I’d have Ohio State AND Penn State in the CFP. (The committee doesn’t)

Penn State head coach James Franklin holds the trophy after defeating Wisconsin to with the Big Ten championship NCAA college football game Sunday, Dec. 4, 2016, in Indianapolis. Penn State won 38-31. (AP Photo/AJ Mast)

The playoff wouldn’t be complete without Todd Grantham’s best pal. (AP Photo/AJ Mast)

Update: As predicted, the committee has chosen Alabama, Ohio State, Clemson and Washington. I understand. I also disagree.

In Year 1, the College Football Playoff committee had to decide between the Big 12 champions – there were two, if you’ll recall, so designated by the conference itself – and wound up choosing neither. By virtue of its 59-0 victory in the Big Ten title tilt, Ohio State jumped both TCU and Baylor. Given that the Buckeyes went on to win the national championship, it was hard to argue that justice hadn’t been served.

In Year 2, picking the final four was simple – champions of the SEC, the ACC, the Big 12 (only one this time!) and Big Ten. All had one loss. Stanford, the Pac-12 winner, had two. Easy peasey.

In Year 3, not so easy.

There was no great way around this tangle. If the committee omitted Ohio State, which owns three victories over top 10 opposition but not the Big Ten title, it would skip over what appears – applying the ol’ eyeball test here – the nation’s second-best team. If it omitted Penn State, it would leave out the champion of the nation’s best conference, not to mention the only team to beat Ohio State. If it omitted Washington, it would shun a one-loss champion of a Power Five league that, unlike TCU and Baylor in 2014, played and won an actual league title tilt.

The committee has said from the first that it values conference titles, which Ohio State lacks. It has also said that it places a premium on scheduling, which is where Washington falls short. If penalize Penn State for having two losses to the Huskies’ one, we must ask how many losses the Nittany Lions would have had they, like U-Dub, faced Idaho and Portland State. (As opposed to Pittsburgh, which beat both Penn State and Clemson.) We must ask if two-loss Oklahoma would have been unbeaten Oklahoma had it played those non-league games, as opposed to facing Houston and Ohio State.
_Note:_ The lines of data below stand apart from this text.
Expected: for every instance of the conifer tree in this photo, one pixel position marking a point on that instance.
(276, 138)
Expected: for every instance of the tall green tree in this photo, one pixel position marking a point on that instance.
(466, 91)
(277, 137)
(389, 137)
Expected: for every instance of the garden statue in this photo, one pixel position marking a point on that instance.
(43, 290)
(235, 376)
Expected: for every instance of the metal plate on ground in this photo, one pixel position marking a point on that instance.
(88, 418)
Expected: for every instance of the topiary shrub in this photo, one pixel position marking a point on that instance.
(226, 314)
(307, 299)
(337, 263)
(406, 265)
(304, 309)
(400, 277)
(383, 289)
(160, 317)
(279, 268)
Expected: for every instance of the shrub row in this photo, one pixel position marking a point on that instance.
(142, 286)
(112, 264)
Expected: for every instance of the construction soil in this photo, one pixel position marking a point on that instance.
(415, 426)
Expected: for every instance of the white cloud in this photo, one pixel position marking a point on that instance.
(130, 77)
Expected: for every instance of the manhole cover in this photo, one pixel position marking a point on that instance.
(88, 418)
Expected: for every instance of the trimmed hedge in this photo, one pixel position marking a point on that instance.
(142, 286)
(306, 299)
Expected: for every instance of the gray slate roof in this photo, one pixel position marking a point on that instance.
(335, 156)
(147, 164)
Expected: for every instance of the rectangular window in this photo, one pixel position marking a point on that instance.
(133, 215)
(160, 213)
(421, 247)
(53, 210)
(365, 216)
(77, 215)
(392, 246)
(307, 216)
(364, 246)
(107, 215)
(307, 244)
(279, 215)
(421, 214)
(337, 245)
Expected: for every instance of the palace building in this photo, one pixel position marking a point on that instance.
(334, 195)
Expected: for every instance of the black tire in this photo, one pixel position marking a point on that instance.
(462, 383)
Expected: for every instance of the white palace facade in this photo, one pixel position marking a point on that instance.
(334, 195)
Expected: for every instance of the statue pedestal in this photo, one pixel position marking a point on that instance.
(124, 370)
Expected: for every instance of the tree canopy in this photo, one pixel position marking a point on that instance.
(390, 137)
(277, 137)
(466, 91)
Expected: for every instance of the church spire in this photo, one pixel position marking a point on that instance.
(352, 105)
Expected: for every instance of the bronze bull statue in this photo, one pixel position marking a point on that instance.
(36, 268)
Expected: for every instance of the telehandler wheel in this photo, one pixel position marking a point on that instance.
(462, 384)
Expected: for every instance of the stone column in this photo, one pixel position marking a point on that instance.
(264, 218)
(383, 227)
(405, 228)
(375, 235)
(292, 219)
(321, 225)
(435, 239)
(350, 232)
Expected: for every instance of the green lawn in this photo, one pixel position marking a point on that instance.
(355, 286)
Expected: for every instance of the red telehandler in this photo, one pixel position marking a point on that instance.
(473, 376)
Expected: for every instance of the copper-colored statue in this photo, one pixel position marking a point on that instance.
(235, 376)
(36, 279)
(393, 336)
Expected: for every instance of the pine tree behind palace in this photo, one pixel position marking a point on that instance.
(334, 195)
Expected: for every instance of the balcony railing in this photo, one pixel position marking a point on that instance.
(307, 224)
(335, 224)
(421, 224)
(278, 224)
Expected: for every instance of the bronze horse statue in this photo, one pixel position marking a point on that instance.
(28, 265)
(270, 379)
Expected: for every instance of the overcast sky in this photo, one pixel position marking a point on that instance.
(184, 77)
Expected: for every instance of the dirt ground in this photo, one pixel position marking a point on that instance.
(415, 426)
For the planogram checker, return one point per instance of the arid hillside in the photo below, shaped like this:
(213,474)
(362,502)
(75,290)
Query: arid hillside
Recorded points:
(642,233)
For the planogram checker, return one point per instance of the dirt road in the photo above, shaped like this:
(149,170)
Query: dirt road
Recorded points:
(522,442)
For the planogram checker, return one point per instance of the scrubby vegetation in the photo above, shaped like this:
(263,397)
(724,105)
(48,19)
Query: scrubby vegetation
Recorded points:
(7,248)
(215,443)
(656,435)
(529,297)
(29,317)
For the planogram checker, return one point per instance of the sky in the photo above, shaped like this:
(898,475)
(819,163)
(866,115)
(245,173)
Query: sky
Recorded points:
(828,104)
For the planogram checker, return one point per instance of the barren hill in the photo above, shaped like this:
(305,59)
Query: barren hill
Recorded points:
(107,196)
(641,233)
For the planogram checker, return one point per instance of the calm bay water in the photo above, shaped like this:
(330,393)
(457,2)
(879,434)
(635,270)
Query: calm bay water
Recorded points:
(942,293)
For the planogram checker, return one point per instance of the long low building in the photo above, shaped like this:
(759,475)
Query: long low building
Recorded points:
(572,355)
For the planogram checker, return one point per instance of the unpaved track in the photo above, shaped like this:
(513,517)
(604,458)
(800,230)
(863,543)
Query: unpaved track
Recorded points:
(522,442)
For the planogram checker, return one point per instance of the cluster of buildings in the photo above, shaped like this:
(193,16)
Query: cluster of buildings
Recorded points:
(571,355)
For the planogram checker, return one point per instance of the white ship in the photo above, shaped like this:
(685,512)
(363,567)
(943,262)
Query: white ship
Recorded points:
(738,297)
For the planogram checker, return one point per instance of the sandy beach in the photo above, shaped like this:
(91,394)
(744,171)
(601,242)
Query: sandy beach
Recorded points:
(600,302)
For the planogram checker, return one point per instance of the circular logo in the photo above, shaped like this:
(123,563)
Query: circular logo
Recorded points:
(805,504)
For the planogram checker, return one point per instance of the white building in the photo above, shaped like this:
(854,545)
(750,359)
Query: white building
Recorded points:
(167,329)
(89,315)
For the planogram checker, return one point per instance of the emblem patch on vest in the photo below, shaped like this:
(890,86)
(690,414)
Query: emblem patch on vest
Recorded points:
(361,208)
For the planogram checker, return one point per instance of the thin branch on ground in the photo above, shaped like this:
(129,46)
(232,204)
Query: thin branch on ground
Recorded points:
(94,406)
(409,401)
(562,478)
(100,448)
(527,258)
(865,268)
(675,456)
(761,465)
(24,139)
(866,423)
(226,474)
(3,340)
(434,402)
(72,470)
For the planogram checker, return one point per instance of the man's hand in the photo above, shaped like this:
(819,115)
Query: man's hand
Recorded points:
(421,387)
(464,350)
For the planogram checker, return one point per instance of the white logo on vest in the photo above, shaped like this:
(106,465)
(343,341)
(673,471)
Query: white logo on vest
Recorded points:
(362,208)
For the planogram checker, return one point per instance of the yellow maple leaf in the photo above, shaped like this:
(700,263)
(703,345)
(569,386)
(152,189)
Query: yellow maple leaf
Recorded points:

As for Michigan: I have no sympathy. The Wolverines lost at Iowa, and then they lost what was a de facto elimination game at Ohio State. They might have been the better team for most of the latter game, but they didn’t win. Results matter.

My four would be Alabama, Ohio State, Clemson and Penn State. If you’re saying, “Didn’t the Huskies beat Stanford, Utah and Colorado, all of whom are in the CFP’s penultimate Top 25?” Well, yes. But the highest-ranked team the Huskies defeated – No. 9 Colorado – was slotted below four Big Ten teams, two of which Penn State beat. (Washington also lost at home to USC.)

This isn’t perfect. With a four-team playoff, one of the Power Five would always be left out. My four would omit two. But mine came down to this: I’d feel terrible if Ohio State and Penn State were skipped; I’d feel less terrible if Washington was.

Now, do I think that’s what will be revealed come noon? No, I don’t. I expect this final four to replicate last week’s standings: No. 1 Alabama, No. 2 Ohio State, No. 3 Clemson and No. 4 Washington. I reserve the right to disagree respectfully. (I know people on the committee, and they aren’t fanciful folks.)

For two years, the committee members had a rather smooth glide. This season was where the going got rough. You knew it was coming. Here it is.